The expectation of the Church has its origin in the words of Jesus, “Surely I come quickly,” and the only right reaction to this is, “Amen. Even so, come, Lord Jesus.” This “Amen” is what we are commanded to do now. A true attitude of expectation produces a life that is wholly about Jesus and motivates all areas of faith in word and deed.

The doctrine of the return of Jesus must not be forgotten any more than the doctrine of the love of God, sin or forgiveness. Here too we must return to the beginnings.

Andrew van der Bijl, known as Brother Andrew of Open Doors, emphasized, “The early church lived as though Jesus died yesterday. The early church lived as though Jesus rose again today. The early church lived as though Jesus would come tomorrow.”

The Bible explains at the end, “He which testifieth these things saith, Surely I come quickly. Amen. Even so, come, Lord Jesus” (Revelation 22:20).
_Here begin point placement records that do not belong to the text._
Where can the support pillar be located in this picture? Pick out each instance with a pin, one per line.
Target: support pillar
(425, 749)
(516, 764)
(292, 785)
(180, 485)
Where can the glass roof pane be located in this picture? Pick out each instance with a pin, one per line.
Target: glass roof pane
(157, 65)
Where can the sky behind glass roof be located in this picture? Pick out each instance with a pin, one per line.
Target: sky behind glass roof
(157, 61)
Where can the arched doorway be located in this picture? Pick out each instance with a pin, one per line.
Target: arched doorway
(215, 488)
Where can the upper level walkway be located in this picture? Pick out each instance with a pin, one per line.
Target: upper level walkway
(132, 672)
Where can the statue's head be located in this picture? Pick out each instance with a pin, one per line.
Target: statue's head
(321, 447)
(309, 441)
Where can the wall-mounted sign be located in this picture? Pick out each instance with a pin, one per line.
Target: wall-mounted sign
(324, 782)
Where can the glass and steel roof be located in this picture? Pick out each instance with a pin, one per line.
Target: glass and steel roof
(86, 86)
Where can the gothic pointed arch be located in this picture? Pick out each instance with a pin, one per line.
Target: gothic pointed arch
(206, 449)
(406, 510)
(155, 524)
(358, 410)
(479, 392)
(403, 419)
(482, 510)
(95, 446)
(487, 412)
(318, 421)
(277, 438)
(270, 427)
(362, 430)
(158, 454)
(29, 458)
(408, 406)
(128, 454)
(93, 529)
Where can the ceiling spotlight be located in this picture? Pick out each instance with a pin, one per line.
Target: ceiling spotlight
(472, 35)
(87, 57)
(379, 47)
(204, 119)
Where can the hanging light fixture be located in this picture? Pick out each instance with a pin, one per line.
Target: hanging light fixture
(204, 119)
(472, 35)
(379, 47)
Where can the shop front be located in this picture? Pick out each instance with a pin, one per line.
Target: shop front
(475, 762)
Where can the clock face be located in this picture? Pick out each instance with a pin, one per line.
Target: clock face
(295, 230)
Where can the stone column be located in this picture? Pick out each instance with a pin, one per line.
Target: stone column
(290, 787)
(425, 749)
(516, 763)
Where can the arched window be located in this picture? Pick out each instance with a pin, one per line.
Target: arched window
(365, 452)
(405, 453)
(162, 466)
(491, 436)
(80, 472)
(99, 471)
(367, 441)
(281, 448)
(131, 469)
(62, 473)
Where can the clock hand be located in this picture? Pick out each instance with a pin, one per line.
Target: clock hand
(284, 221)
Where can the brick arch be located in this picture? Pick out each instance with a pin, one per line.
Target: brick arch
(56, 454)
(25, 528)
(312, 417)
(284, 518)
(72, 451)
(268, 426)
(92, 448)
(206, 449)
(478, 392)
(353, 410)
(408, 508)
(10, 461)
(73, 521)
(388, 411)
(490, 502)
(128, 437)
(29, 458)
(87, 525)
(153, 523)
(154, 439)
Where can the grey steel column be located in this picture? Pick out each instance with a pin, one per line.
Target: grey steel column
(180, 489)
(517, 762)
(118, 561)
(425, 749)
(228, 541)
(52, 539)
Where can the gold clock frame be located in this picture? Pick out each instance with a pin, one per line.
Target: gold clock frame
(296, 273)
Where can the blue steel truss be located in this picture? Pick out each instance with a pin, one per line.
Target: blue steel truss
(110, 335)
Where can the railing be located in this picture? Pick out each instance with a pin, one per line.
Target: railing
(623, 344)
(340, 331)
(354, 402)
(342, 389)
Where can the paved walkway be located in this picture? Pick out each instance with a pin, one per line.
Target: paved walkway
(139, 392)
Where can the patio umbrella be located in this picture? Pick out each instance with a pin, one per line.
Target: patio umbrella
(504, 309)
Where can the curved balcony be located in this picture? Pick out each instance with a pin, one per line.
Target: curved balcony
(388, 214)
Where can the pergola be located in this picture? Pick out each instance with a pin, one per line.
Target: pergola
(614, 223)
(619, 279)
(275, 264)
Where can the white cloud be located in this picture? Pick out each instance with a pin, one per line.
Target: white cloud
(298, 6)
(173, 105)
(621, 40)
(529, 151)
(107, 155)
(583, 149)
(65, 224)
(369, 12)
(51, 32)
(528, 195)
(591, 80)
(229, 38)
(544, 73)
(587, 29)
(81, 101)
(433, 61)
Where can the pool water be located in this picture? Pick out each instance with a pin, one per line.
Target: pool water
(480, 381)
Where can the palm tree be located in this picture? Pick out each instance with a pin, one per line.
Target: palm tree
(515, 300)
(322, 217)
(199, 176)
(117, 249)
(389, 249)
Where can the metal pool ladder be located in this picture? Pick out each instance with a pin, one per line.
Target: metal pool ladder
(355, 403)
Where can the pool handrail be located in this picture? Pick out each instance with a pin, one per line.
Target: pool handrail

Paul, the apostle of the nations (Galatians 2:7-10), also wrote a testament at the end of his life, inspired by the Holy Spirit. It says there, “For I am now ready to be offered, and the time of my departure is at hand. I have fought a good fight, I have finished my course, I have kept the faith: henceforth there is laid up for me a crown of righteousness, which the Lord, the righteous judge, shall give me at that day: and not to me only, but unto all that love his appearing” (2 Timothy 4:6-8). Peter, the apostle of the Jews (Galatians 2:7-10), wrote at the end of his life quite similarly in the form of a testament, “Knowing that shortly I must put off this tabernacle, even as our Lord Jesus Christ hath showed me. Moreover I will endeavour that ye may be able after my decease to have these things always in remembrance. For we have not followed cunningly devised fables, when we made known unto you the power and coming of our Lord Jesus Christ, but were eyewitnesses of his majesty…We have also a more sure word
of prophecy; whereunto ye do well that ye take heed, as unto a light that shineth in a dark place, until the day dawn, and the day star arise in your hearts” (2 Peter 1:14-16, 19).

Three witnesses testify to how important this will of the Lord is, to await Him. 1) The risen Lord Himself at the end of the Bible. 2) The apostle to the nations at the end of his life, particularly in view of the possibility of the rapture of the church. 3) The apostle to the Jews, also at the end of his life—particularly in view of Jesus’ return in glory.

It must have been very important to our Lord, if He positioned these references in such a similar fashion. And we should not take it any less seriously than other doctrines, because it represents a climax. It is the coronation of all truths: Jesus is coming again!

“He which testifieth these things saith, Surely I come quickly. Amen. Even so, come, Lord Jesus” (Revelation 22:20).